Number Of Ingredients 18
Steps:
- In a small bowl, combine the graham cracker crumbs and sugar; stir in butter. Press into the bottom of a 9-in. springform pan; chill. , For filling, in a large bowl, beat cream cheese and sugar until smooth. Add eggs, beat on low speed just until combined. Stir in the pumpkin, spices and salt. , Pour into crust. Place pan on a baking sheet. Bake at 350° for 50 minutes. , Meanwhile, for topping, combine the sour cream, sugar and vanilla until smooth. Spread over filling; return to the oven for 5 minutes. Cool on rack for 10 minutes. Carefully run a knife around the edge of pan to loosen; cool 1 hour longer. , Refrigerate overnight. Remove sides of pan. Top with chopped pecans. Refrigerate leftovers.

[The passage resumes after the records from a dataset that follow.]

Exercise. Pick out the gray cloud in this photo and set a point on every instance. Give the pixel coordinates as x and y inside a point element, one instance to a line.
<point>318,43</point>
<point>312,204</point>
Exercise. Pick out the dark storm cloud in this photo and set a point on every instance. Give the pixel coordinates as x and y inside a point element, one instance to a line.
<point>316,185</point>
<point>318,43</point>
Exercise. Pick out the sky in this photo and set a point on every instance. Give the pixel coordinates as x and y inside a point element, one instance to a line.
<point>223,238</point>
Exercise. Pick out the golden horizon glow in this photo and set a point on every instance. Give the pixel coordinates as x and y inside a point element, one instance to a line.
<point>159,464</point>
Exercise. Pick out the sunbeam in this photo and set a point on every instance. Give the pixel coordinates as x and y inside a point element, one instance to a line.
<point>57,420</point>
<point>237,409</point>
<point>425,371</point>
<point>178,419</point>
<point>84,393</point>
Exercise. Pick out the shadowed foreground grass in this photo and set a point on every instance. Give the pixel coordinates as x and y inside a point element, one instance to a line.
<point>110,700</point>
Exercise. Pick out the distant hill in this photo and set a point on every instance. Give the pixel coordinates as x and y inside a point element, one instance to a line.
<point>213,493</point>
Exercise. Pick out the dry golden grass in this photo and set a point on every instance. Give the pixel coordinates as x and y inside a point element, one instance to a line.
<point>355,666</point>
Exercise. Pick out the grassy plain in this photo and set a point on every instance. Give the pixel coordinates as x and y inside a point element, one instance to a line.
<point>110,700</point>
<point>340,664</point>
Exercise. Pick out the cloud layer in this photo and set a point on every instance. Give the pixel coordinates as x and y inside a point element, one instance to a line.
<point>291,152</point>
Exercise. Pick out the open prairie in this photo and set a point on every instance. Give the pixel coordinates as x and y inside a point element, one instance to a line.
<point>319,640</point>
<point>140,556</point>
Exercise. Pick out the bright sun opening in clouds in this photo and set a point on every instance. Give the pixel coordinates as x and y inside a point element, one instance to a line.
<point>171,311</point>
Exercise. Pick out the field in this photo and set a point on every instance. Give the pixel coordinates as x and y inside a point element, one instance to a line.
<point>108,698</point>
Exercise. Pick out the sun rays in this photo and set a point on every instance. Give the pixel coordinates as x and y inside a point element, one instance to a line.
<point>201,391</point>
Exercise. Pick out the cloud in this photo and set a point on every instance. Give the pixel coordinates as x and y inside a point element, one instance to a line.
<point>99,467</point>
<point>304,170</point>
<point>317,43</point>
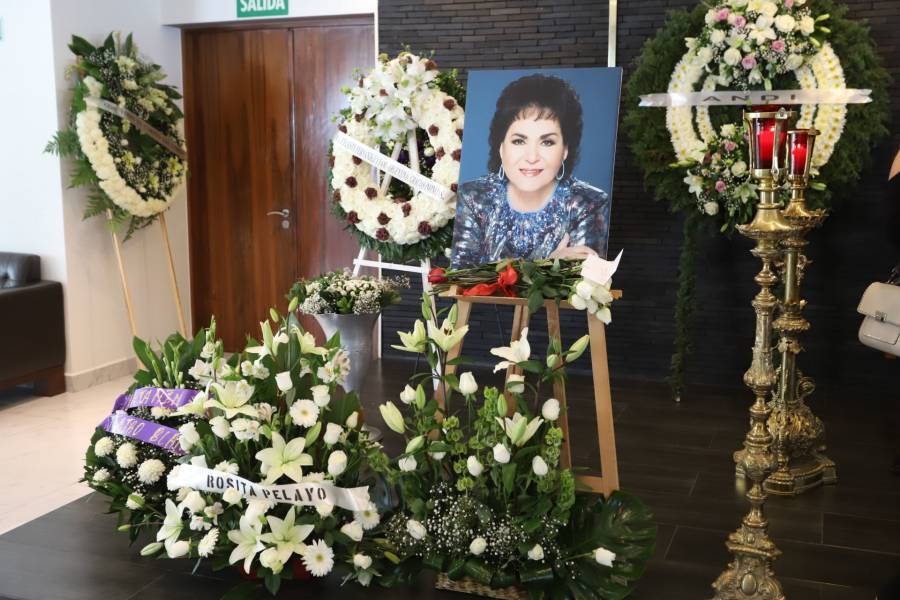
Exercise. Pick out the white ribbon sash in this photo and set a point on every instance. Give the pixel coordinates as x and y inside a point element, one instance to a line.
<point>395,169</point>
<point>739,97</point>
<point>303,494</point>
<point>112,108</point>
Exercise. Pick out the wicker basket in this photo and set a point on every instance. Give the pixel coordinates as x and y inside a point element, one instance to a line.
<point>470,586</point>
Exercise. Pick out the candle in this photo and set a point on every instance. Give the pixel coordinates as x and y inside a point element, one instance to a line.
<point>765,143</point>
<point>799,147</point>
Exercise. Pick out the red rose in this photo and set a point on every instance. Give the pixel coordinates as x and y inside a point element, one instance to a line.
<point>437,275</point>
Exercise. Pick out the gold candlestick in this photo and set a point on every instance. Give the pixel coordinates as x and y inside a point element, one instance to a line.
<point>750,575</point>
<point>798,433</point>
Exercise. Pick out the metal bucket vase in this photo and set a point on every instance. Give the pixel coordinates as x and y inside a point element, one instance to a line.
<point>356,339</point>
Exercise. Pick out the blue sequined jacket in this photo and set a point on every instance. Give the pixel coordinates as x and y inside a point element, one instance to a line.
<point>487,228</point>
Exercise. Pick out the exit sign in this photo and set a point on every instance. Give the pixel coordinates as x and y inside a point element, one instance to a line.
<point>261,8</point>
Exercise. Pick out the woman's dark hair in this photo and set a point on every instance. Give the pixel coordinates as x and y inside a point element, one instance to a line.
<point>552,98</point>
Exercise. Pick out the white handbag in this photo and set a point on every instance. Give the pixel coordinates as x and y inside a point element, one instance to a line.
<point>880,328</point>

Nutrition Facts : Calories 230 calories, Fat 15g fat (9g saturated fat), Cholesterol 70mg cholesterol, Sodium 164mg sodium, Carbohydrate 20g carbohydrate (15g sugars, Fiber 2g fiber), Protein 4g protein.
Tips:
- Ensure the cream cheese is at room temperature: This will help it mix smoothly with the other ingredients and create a creamy texture.

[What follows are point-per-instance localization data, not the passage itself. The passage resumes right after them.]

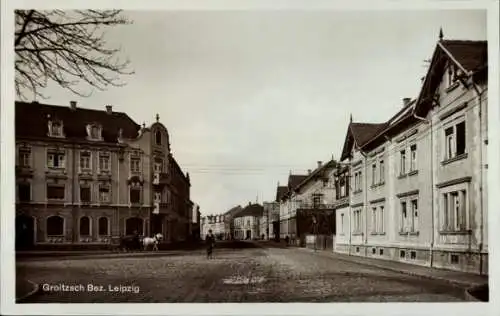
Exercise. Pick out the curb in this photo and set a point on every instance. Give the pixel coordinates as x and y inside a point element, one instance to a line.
<point>460,284</point>
<point>35,290</point>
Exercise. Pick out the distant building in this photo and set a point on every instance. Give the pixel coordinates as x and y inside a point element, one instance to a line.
<point>85,176</point>
<point>247,222</point>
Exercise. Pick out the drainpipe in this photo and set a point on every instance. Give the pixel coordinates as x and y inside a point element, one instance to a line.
<point>427,121</point>
<point>481,226</point>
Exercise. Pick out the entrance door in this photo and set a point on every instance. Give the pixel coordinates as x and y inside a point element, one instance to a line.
<point>25,232</point>
<point>134,224</point>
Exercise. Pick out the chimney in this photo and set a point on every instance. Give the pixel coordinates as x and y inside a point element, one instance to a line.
<point>406,101</point>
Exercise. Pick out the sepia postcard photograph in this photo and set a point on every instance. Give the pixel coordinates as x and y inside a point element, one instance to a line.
<point>261,153</point>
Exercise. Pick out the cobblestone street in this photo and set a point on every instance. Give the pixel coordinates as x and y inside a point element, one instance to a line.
<point>234,275</point>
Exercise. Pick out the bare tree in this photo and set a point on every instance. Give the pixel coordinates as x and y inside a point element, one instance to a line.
<point>68,48</point>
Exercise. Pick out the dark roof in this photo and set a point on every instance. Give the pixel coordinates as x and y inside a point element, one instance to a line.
<point>330,164</point>
<point>280,192</point>
<point>360,134</point>
<point>294,180</point>
<point>251,210</point>
<point>32,121</point>
<point>472,55</point>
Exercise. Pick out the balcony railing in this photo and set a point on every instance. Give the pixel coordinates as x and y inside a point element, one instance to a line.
<point>316,206</point>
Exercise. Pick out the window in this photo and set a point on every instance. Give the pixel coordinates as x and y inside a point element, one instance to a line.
<point>24,192</point>
<point>317,200</point>
<point>135,195</point>
<point>103,226</point>
<point>135,165</point>
<point>55,192</point>
<point>55,226</point>
<point>402,162</point>
<point>104,194</point>
<point>374,174</point>
<point>84,226</point>
<point>455,211</point>
<point>374,220</point>
<point>24,158</point>
<point>382,171</point>
<point>104,162</point>
<point>455,141</point>
<point>413,157</point>
<point>158,166</point>
<point>56,129</point>
<point>157,197</point>
<point>95,132</point>
<point>158,138</point>
<point>357,221</point>
<point>414,218</point>
<point>85,193</point>
<point>404,216</point>
<point>56,160</point>
<point>381,220</point>
<point>85,160</point>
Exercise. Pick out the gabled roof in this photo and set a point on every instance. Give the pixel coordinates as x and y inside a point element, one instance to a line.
<point>32,121</point>
<point>358,134</point>
<point>314,174</point>
<point>280,192</point>
<point>251,210</point>
<point>471,57</point>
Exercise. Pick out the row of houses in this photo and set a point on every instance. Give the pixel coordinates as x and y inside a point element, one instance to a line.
<point>241,223</point>
<point>85,176</point>
<point>413,188</point>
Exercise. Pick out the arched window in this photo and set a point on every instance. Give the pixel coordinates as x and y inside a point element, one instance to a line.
<point>134,224</point>
<point>55,226</point>
<point>84,226</point>
<point>158,138</point>
<point>103,226</point>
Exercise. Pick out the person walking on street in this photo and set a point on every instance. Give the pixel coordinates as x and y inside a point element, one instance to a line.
<point>210,240</point>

- Use high-quality pumpkin puree: Look for puree made from 100% pumpkin, without any added ingredients like sugar or spices.
- Don't overmix the batter: Overmixing can make the cheesecake tough. Mix just until the ingredients are combined.
- Bake the cheesecakes in a water bath: This will help prevent them from cracking.
- Let the cheesecakes cool completely before serving: This will help them set properly.
Conclusion:
These pumpkin cheesecake cups are a delicious and festive treat that are perfect for fall. They are easy to make and can be customized to your liking. Whether you enjoy them plain or with whipped cream and a sprinkle of cinnamon, these cheesecakes are sure to be a hit.